Our physical data model differentiates the \textit{input data  represnetation} from the \textbf{query result} (Line \ref{serialize}).
We suppose that the latter is only used by the user to read the outcome of the nesting process as in other query languages (such as SPARQL and SQL) and does not have to
produce ``materialised views''. Therefore, the result of the graph query itself can postpone the creation of a complete ``materialised view'', which will later use the same representation of the input data by using both the id information and the application of the User Defined Functions. In particular, the former $dt$ function is used to associate both the nested vertices, $\overline{u}$ and $\overline{w}$, and the nested edge $\overline{e}$ to their grouping references. This allows to easily reconstruct the complete nested graph information by using the inverse function of $dt$, thus allowing the postponed application of the user-defined functions.

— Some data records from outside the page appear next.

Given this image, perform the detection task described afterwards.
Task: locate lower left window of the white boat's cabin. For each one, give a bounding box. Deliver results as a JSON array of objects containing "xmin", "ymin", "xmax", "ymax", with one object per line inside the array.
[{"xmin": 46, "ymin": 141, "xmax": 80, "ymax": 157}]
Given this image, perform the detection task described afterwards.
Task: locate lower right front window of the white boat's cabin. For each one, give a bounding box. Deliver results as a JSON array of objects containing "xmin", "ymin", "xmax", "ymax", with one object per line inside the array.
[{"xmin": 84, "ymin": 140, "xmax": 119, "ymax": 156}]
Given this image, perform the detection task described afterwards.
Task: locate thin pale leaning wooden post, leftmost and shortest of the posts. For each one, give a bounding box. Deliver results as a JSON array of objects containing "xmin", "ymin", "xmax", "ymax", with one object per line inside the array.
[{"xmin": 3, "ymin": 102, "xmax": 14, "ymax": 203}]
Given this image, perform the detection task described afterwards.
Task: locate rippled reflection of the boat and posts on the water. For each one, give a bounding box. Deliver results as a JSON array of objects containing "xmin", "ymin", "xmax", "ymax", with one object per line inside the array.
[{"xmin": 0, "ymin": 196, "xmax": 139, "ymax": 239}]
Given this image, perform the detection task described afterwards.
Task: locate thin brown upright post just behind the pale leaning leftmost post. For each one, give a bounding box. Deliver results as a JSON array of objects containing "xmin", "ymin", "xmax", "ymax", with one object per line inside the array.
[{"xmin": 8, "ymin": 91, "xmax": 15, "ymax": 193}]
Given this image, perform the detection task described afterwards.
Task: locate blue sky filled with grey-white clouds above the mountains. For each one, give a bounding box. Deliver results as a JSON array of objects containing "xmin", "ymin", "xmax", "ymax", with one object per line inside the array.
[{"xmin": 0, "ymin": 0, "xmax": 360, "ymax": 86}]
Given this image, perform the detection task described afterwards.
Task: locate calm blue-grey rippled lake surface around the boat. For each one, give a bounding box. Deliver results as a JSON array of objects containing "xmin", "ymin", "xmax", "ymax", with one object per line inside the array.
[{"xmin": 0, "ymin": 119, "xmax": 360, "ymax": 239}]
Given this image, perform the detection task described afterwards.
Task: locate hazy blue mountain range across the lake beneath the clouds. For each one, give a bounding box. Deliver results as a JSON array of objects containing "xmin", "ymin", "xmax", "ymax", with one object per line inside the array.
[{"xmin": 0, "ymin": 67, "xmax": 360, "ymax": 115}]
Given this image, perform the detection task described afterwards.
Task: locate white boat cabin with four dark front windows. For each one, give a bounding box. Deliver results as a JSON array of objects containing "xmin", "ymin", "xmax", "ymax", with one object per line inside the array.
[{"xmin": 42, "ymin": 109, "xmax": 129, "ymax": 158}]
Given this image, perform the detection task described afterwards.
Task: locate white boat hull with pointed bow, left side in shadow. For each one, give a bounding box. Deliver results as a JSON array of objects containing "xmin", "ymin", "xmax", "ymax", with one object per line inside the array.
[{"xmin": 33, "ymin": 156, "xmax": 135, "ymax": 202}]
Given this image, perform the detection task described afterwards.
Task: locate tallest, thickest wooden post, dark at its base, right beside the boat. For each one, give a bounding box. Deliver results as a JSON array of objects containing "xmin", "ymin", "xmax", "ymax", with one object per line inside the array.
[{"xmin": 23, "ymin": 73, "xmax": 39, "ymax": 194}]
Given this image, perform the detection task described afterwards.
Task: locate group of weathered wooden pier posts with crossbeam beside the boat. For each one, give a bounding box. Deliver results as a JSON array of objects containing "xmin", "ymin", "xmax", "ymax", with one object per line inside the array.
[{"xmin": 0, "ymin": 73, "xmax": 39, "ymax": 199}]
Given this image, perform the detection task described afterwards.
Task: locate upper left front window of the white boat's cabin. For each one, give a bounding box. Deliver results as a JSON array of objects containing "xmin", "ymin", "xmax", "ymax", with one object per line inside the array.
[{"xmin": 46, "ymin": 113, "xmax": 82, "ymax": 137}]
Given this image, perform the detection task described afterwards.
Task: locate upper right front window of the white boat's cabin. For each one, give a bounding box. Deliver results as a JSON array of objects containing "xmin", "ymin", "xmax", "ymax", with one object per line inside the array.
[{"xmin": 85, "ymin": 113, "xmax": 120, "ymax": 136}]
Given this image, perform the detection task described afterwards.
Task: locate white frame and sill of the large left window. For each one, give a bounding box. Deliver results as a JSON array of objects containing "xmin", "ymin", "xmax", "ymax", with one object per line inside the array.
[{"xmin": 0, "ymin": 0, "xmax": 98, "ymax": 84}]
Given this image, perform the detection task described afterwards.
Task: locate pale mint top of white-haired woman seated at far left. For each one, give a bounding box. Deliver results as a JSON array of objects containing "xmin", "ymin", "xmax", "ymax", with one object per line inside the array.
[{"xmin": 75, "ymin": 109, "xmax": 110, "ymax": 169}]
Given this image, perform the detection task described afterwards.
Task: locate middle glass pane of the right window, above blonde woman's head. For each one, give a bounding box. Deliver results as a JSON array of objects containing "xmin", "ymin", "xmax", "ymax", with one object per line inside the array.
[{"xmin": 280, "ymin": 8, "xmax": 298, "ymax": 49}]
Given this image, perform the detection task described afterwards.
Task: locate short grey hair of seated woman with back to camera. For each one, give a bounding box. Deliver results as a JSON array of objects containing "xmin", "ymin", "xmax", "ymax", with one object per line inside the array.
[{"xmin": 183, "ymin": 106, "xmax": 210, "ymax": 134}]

Last, the \textsc{doNest} procedure performs the association between the nested vertices (and edges) $f$ and its members within the input graph $m_i$. When the pattern requires that $m_i$ should be a member of $f$ in the final nested graph,  \textsc{doNest} stores those membership associations as pairs $\Braket{f,m_i}$ in a $Nesting$ file. By doing so, we omit the \texttt{GROUP BY} cost which affects the previously seen query languages.

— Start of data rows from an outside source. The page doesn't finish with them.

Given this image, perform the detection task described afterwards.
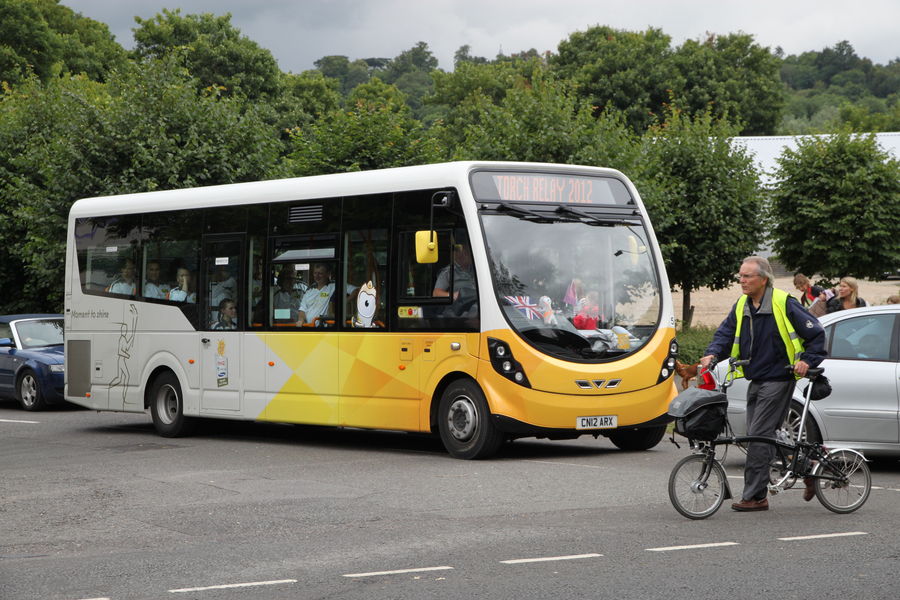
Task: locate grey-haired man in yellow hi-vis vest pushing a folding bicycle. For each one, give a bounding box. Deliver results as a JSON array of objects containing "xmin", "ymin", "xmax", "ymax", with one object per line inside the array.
[{"xmin": 700, "ymin": 256, "xmax": 827, "ymax": 512}]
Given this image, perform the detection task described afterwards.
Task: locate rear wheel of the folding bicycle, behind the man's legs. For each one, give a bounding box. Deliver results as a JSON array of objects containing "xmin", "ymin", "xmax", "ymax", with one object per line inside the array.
[{"xmin": 812, "ymin": 450, "xmax": 872, "ymax": 514}]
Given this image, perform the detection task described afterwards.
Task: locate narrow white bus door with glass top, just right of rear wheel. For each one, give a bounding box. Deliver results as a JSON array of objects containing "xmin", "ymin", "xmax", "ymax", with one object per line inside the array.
[{"xmin": 198, "ymin": 235, "xmax": 246, "ymax": 414}]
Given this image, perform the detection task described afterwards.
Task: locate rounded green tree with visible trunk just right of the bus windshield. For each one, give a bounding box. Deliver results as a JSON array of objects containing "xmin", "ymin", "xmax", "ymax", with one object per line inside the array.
[{"xmin": 635, "ymin": 108, "xmax": 764, "ymax": 329}]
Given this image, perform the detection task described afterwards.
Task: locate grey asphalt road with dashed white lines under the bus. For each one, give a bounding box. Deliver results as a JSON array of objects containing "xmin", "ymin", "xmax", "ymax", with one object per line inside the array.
[{"xmin": 0, "ymin": 401, "xmax": 900, "ymax": 600}]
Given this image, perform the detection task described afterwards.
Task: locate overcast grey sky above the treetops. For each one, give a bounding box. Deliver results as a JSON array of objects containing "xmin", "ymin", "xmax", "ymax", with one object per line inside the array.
[{"xmin": 67, "ymin": 0, "xmax": 900, "ymax": 73}]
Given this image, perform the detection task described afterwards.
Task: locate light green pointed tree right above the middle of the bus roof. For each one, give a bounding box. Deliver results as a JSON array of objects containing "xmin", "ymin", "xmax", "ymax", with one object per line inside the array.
[{"xmin": 286, "ymin": 78, "xmax": 446, "ymax": 175}]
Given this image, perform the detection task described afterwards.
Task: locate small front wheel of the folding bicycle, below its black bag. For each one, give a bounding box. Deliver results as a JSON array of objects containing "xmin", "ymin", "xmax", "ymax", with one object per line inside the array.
[{"xmin": 669, "ymin": 454, "xmax": 728, "ymax": 519}]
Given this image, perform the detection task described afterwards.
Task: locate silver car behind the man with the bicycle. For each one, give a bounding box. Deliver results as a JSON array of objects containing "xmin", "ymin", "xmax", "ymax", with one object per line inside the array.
[{"xmin": 716, "ymin": 304, "xmax": 900, "ymax": 456}]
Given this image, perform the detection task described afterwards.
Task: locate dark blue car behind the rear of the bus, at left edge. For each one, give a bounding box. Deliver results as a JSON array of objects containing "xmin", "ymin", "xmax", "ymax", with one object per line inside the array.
[{"xmin": 0, "ymin": 315, "xmax": 65, "ymax": 410}]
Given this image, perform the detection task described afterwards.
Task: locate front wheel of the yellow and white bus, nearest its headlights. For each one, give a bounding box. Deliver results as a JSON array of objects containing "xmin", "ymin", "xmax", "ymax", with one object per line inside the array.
[{"xmin": 438, "ymin": 379, "xmax": 504, "ymax": 460}]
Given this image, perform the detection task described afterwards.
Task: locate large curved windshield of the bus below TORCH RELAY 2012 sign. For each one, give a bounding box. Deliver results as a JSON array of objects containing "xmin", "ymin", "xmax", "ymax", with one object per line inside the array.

%% TODO: Please note that if in $g_E$ there is no path connecting $\alpha$ to $\gamma_E^{src}$ or $\gamma_E^{dst}$, the problem may quickly become cubic with regard to the size of the vertices, because we must create all the possible permutations where $v'$ is present alongside another element matching $\gamma_E^{src}$ or $\gamma_E^{dst}$.